We have very little of the same kind in England. In
the Tower of London there is an effigy of Queen Elizabeth going to the
city to give thanks for the defeat of the Spanish Armada. This looks as
if it might have been the work of some one of the Valsesian sculptors.
There are also the figures that strike the quarters of Sir John Bennett's
city clock in Cheapside. The automatic movements of these last-named
figures would have struck the originators of the Varallo chapels with
envy. They aimed at realism so closely that they would assuredly have
had recourse to clockwork in some one or two of their chapels; I cannot
doubt, for example, that they would have eagerly welcomed the idea of
making the cock crow to Peter by a cuckoo-clock arrangement, if it had
been presented to them. This opens up the whole question of realism
_versus_ conventionalism in art--a subject much too large to be treated
here.
As I have said, the founders of these Italian chapels aimed at realism.

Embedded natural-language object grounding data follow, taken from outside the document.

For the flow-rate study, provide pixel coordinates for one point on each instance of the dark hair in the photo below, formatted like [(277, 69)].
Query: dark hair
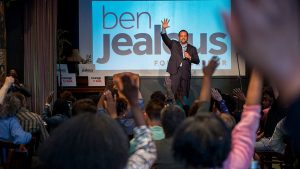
[(268, 91), (90, 141), (171, 118), (84, 106), (159, 96), (61, 107), (10, 106), (121, 106), (153, 109), (202, 141), (183, 31)]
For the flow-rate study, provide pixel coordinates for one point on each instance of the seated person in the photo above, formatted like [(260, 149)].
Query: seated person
[(10, 128), (83, 106), (204, 141), (153, 111), (96, 141), (30, 122), (60, 113)]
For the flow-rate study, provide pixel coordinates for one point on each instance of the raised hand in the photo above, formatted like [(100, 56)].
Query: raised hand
[(208, 70), (165, 23), (237, 93), (50, 97), (266, 32), (216, 95), (129, 87), (168, 82), (9, 80), (187, 55), (111, 104)]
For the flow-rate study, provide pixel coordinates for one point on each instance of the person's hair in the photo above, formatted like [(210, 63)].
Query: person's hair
[(61, 107), (90, 141), (183, 31), (202, 141), (159, 96), (21, 97), (268, 91), (84, 106), (171, 117), (153, 110), (121, 106), (10, 106)]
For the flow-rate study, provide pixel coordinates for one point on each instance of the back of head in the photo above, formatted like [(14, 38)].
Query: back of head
[(10, 106), (67, 95), (229, 120), (159, 96), (171, 117), (153, 110), (202, 141), (121, 106), (84, 106), (89, 141)]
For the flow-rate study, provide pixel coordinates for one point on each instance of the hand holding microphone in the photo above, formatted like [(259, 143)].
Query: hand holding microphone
[(187, 56)]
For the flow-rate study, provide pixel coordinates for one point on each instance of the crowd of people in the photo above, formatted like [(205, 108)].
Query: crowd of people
[(119, 130)]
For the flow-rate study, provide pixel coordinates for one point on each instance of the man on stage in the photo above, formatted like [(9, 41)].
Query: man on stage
[(182, 56)]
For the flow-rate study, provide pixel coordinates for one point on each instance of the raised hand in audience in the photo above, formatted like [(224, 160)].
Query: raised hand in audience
[(237, 93), (216, 94), (9, 81), (129, 88), (50, 98), (111, 104), (208, 71)]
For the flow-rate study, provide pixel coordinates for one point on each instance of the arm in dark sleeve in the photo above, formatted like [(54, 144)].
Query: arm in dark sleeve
[(166, 40)]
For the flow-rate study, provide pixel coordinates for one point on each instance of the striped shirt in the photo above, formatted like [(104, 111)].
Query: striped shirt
[(33, 123)]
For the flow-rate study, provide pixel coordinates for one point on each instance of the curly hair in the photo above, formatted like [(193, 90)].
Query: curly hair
[(202, 141), (10, 106), (90, 141)]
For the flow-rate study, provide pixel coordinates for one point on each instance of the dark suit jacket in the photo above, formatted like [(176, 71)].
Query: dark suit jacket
[(177, 56)]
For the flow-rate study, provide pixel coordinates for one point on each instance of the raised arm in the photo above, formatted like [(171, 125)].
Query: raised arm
[(203, 102), (7, 84), (195, 57), (244, 134), (208, 71), (166, 39), (145, 153)]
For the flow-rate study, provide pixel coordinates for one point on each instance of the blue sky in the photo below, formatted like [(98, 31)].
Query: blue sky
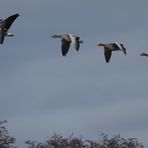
[(42, 93)]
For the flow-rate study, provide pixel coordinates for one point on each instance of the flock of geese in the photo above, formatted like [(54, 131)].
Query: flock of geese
[(66, 40)]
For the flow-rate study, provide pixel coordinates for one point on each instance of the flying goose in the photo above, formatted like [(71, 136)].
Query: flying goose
[(5, 25), (66, 39), (109, 47), (144, 54)]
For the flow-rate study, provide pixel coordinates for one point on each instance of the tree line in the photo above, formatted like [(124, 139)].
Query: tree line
[(58, 141)]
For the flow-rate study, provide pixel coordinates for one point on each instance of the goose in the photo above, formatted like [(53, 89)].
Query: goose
[(5, 25), (66, 39), (109, 47), (144, 54)]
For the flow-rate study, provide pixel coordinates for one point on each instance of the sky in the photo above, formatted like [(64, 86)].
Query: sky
[(43, 93)]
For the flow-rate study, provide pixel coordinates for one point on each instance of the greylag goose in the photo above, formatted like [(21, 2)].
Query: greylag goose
[(144, 54), (66, 39), (5, 25), (109, 47)]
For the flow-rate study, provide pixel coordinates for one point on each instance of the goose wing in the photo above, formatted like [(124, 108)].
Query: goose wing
[(77, 43), (107, 54), (8, 21), (2, 35), (65, 47)]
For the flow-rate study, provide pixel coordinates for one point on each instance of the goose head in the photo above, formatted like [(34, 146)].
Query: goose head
[(144, 54), (101, 44), (123, 49)]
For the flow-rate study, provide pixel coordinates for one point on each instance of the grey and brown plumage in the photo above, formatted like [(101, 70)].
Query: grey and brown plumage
[(109, 47), (66, 40), (144, 54), (5, 25)]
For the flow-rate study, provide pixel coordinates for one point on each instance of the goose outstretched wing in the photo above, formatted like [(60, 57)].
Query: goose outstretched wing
[(65, 47), (8, 21)]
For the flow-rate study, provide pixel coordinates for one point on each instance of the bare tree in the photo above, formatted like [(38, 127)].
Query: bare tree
[(6, 141), (58, 141)]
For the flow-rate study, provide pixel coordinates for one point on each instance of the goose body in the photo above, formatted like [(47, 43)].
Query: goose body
[(144, 54), (66, 40), (109, 47), (5, 25)]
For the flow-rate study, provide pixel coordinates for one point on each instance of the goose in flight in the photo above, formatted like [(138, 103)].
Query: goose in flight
[(109, 47), (66, 39), (144, 54), (5, 25)]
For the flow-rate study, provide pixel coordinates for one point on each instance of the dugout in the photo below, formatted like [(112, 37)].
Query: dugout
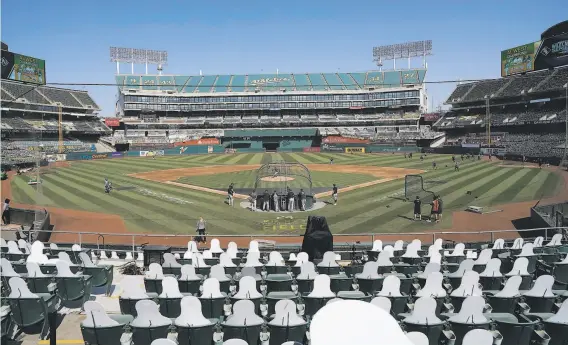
[(282, 177), (270, 140)]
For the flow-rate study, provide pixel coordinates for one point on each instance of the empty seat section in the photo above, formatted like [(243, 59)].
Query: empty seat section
[(149, 83), (206, 83), (348, 81), (302, 82), (318, 83), (120, 80), (333, 81), (180, 81), (192, 83), (238, 83), (166, 83), (285, 81), (222, 83), (263, 82), (84, 98), (359, 78), (132, 82)]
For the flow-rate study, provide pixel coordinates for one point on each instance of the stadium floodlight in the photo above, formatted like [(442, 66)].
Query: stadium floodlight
[(138, 56), (406, 50)]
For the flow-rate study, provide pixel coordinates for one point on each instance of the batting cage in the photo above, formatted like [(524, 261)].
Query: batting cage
[(414, 186), (282, 178)]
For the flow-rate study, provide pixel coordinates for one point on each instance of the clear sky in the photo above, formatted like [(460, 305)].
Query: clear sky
[(249, 36)]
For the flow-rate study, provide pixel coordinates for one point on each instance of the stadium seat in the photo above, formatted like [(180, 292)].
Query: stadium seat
[(244, 323), (506, 300), (491, 277), (212, 299), (320, 294), (423, 319), (189, 281), (153, 278), (132, 292), (149, 324), (38, 282), (369, 280), (192, 327), (328, 265), (73, 288), (469, 317), (391, 290), (540, 298), (286, 325), (29, 309), (218, 272), (98, 328), (102, 275)]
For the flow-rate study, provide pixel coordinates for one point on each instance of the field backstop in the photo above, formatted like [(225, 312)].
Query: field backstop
[(282, 177)]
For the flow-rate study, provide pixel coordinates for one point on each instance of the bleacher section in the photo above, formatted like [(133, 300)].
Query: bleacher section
[(533, 83), (273, 82), (46, 95), (407, 293)]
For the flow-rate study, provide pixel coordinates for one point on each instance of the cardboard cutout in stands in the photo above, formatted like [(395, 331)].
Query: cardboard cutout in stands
[(317, 238)]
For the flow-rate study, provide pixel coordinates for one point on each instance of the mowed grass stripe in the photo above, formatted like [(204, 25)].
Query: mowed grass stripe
[(204, 202), (367, 217), (171, 216), (21, 191), (548, 187), (112, 205), (455, 200), (511, 192), (356, 208), (65, 199)]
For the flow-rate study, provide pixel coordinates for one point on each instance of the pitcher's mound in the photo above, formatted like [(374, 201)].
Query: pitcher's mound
[(277, 178)]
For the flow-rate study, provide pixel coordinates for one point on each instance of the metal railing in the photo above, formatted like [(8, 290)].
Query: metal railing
[(139, 239)]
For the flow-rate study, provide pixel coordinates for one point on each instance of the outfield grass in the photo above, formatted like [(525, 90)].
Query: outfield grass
[(158, 207), (246, 179)]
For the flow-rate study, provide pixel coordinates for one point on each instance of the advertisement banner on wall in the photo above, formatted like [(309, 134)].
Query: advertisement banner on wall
[(337, 139), (331, 148), (354, 150), (151, 153), (202, 141)]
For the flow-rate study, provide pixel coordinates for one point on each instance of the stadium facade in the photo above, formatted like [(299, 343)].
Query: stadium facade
[(521, 116), (159, 110)]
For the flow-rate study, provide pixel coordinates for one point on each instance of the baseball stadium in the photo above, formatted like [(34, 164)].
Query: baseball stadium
[(263, 160)]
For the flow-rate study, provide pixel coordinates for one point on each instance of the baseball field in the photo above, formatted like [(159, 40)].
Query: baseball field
[(168, 194)]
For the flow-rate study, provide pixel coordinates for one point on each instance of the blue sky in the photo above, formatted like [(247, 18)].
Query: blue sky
[(249, 36)]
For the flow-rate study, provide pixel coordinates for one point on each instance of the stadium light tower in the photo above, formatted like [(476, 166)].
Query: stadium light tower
[(406, 50), (138, 56)]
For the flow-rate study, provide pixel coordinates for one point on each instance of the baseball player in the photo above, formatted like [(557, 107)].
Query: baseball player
[(334, 194), (302, 198), (290, 200), (253, 200), (266, 201), (275, 200), (230, 193), (417, 208)]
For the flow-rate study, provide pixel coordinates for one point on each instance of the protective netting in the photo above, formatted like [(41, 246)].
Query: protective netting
[(279, 176), (414, 186)]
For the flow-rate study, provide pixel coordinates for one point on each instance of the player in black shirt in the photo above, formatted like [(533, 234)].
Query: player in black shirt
[(230, 193), (302, 199), (417, 208), (334, 194)]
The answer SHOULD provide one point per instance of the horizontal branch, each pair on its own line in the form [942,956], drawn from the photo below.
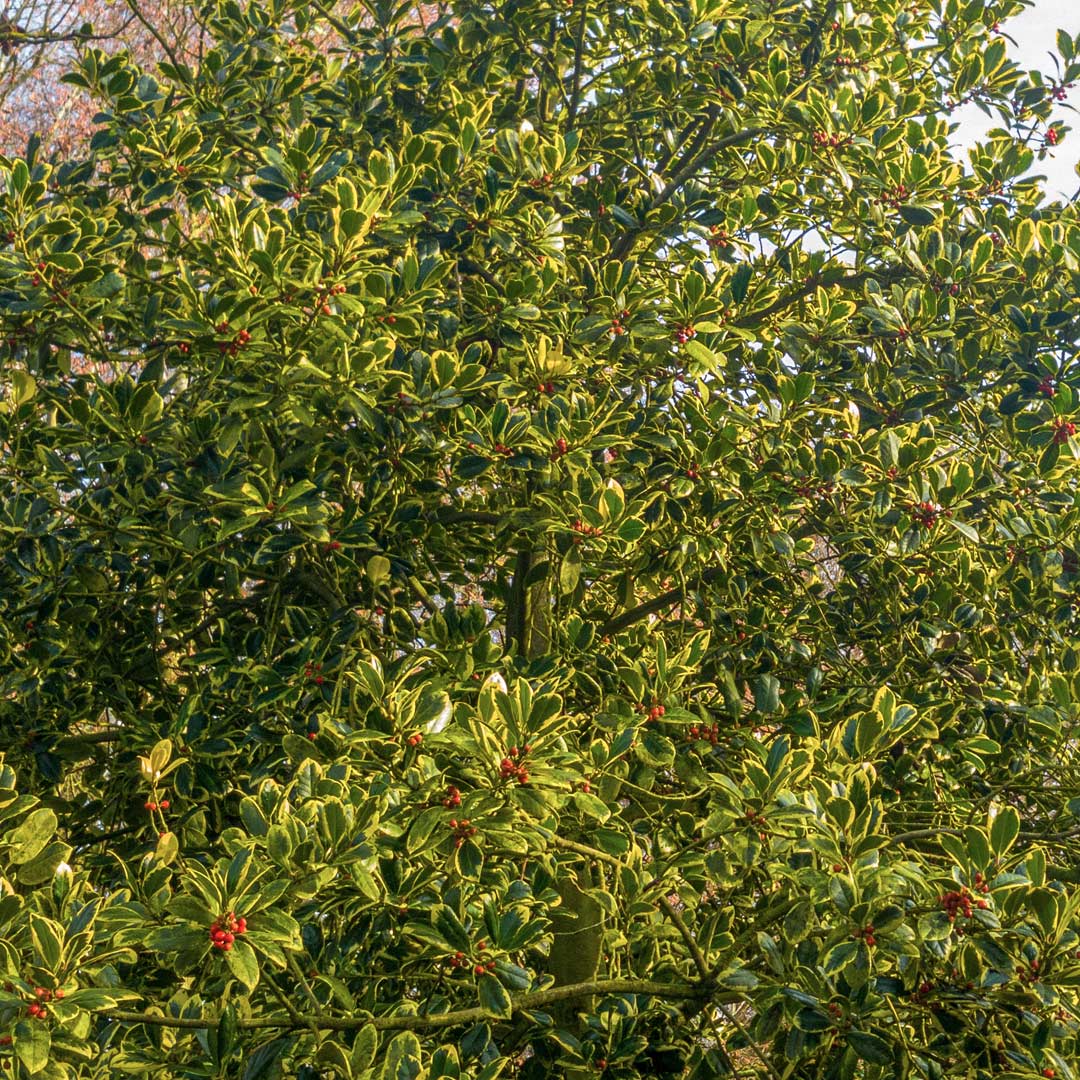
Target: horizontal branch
[885,274]
[520,1002]
[619,622]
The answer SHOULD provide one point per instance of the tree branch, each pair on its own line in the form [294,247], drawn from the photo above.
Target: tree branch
[619,622]
[688,164]
[520,1002]
[579,51]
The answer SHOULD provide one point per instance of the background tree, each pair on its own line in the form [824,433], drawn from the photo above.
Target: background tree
[564,562]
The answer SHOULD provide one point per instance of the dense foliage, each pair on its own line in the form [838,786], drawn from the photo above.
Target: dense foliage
[543,548]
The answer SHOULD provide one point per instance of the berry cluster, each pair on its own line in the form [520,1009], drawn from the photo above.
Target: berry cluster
[584,530]
[462,829]
[718,238]
[960,902]
[836,1013]
[807,488]
[1064,430]
[704,732]
[37,1009]
[927,513]
[866,934]
[940,285]
[512,768]
[235,345]
[1030,973]
[460,960]
[894,196]
[225,931]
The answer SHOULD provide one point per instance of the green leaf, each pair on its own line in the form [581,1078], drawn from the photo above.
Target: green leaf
[917,215]
[243,963]
[433,711]
[1004,828]
[569,570]
[740,282]
[444,919]
[29,838]
[32,1042]
[494,998]
[377,570]
[871,1048]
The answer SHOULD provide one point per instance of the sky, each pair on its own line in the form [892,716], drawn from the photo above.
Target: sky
[1035,32]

Each chapel was intended as an illustration, and the desire was to bring
the whole scene more vividly before the faithful by combining the
picture, the statue, and the effect of a scene upon the stage in a single
work of art. The attempt would be an ambitious one though made once only
in a neighbourhood, but in most of the places in North Italy where
anything of the kind has been done, the people have not been content with
a single illustration; it has been their scheme to take a mountain as
though it had been a book or wall and cover it with illustrations.